シャーロック・ホームズみたいに、たくさんの細かい手がかりを分析して、一つしかない真相を探します。
あらゆる体の外部情報を読み取って、体内の運転状況を測るのが中医学。
私はまだニハイシャ先生みたいに、患者さんの顔を見ただけで分かるレベルではないです。そうなるように目指してはいますけど。

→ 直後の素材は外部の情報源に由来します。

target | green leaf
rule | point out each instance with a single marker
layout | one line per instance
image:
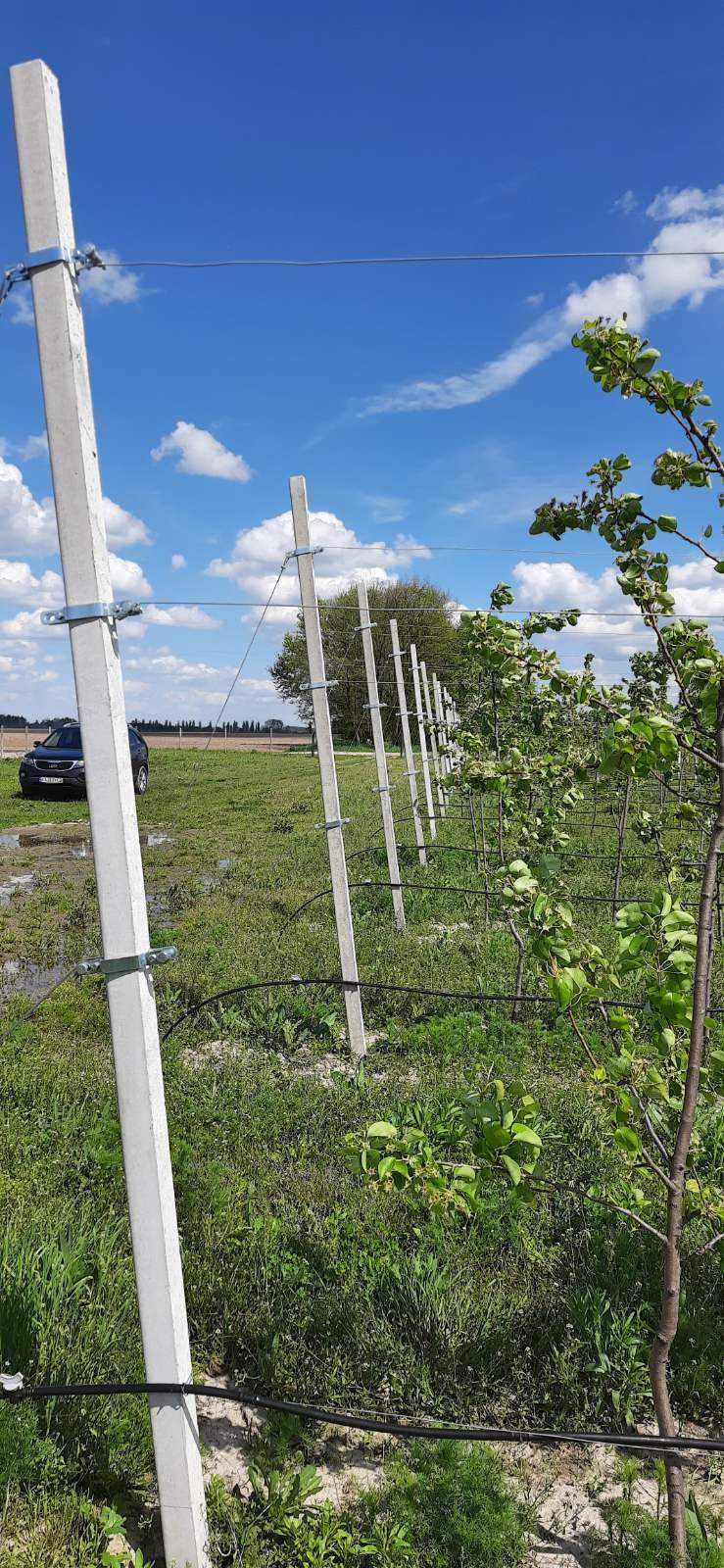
(512, 1168)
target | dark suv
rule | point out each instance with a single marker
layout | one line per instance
(57, 762)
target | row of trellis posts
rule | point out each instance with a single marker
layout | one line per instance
(52, 267)
(434, 725)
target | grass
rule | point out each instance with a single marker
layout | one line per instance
(300, 1278)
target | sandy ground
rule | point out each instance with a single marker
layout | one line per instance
(564, 1487)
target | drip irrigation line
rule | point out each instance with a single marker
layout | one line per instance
(397, 990)
(467, 893)
(467, 849)
(386, 1426)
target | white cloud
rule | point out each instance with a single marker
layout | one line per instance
(259, 553)
(473, 388)
(127, 577)
(512, 498)
(23, 306)
(122, 527)
(33, 447)
(112, 286)
(685, 203)
(26, 626)
(386, 509)
(19, 585)
(556, 585)
(698, 588)
(28, 527)
(651, 284)
(199, 452)
(187, 615)
(25, 524)
(626, 204)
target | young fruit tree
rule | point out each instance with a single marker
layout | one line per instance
(650, 1062)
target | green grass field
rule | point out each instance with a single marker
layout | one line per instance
(300, 1278)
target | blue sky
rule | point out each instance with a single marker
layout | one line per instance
(433, 404)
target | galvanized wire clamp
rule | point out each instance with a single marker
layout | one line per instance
(112, 968)
(101, 611)
(77, 261)
(11, 1385)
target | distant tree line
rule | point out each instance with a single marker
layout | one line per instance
(162, 726)
(423, 615)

西洋医学の診察も、「待ち時間2時間、診察5分」だそうですね。中医学の診察と同じように短い。
西洋医学の治療結果は。。。
おそらく検査数値が良くなるかも知れない。
しかし、患者さんのつらい自覚症状は、どうすれば良いですか?
私は薬局勤務の人から話を聞きました。
ただの湿疹、皮膚炎で何年も病院に通っている患者さんが多い。そして、「ずっと治らないんだよ!」と薬局の人に文句を言うそうです。
ただの湿疹が何年も治らない?
まあ、それはそうでしょう。
間違った医学に診てもらっているから、もちろん何年経って治りません。
「病名」を治したいなら、西洋医学を選んで。
つらい自覚症状を治したいなら、中医学を探してください!
*1:郝万山先生(1944年11月出生)。名門の北京中医薬大学を卒業。現在は北京中医薬大学教授。博士課程を指導する先生。